Eric Falkenstein has an interesting argument in his paper Risk and Return in General: Theory and Evidence. He proposes what is essentially a relative strength argument about risk and return. He contends that investors care only about relative wealth and that risk is really about deviating from the social norm. Here is the summary of his draft from the excellent CXO Advisory:
Directly measured risk seldom relates positively to average returns. In fact, there is no measure of risk that produces a consistently linear scatter plot with returns across a variety of investments (stocks, banks, stock options, yield spread, corporate bonds, mutual funds, commodities, small businesses, movies, lottery tickets and bets on horse races).
- Humans are social animals, and processing of social information (status within group) is built into our brains. People care only about relative wealth.
- Risk is a deviation from what everyone else is doing (the market portfolio) and is therefore avoidable and unpriced. There is no risk premium.
The whole paper is a 150-page deconstruction of the flaws in the standard model of risk and return as promulgated by academics. The two startling conclusions are that 1) people care only about relative wealth and that 2) risk is simply a deviation from what everyone else is doing.
This is a much more behavioral interpretation of how markets operate than the standard risk-and-return tradeoff assumptions. After many years in the investment management industry dealing with real clients, I’ve got to say that Mr. Falkenstein re-interpretation has a lot going for it. It explains many of the anomalies that the standard model cannot, and it comports well with how real clients often act in relation to the market.

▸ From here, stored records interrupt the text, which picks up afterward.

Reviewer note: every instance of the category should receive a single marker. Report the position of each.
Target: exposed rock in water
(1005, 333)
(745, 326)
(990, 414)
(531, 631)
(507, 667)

In terms of practical implications for client management, a few things occur to me.
- Psychologists will tell you that clients respond more visually and emotionally than mathematically. Therefore, it may be more useful to motivate clients emotionally by showing them how saving money and managing their portfolio intelligently is allowing them to climb in wealth and status relative to their peers, especially if this information is presented visually.
- Eliminating market-related benchmarks from client reports (i.e., the reference to what everyone else is doing) might allow the client to focus just on the growth of their relative wealth, rather than worrying about risk in Falkenstein’s sense of deviation from the norm. (In fact, the further one gets from the market benchmark, the better performance is likely to be, according to studies on active share.) If any benchmark is used at all, maybe it should be related to the wealth levels of the peer group to motivate the client to strive for higher status and greater wealth.
I’m sure there is a lot more to be gleaned from this paper and I’m looking forward to having time to read it again.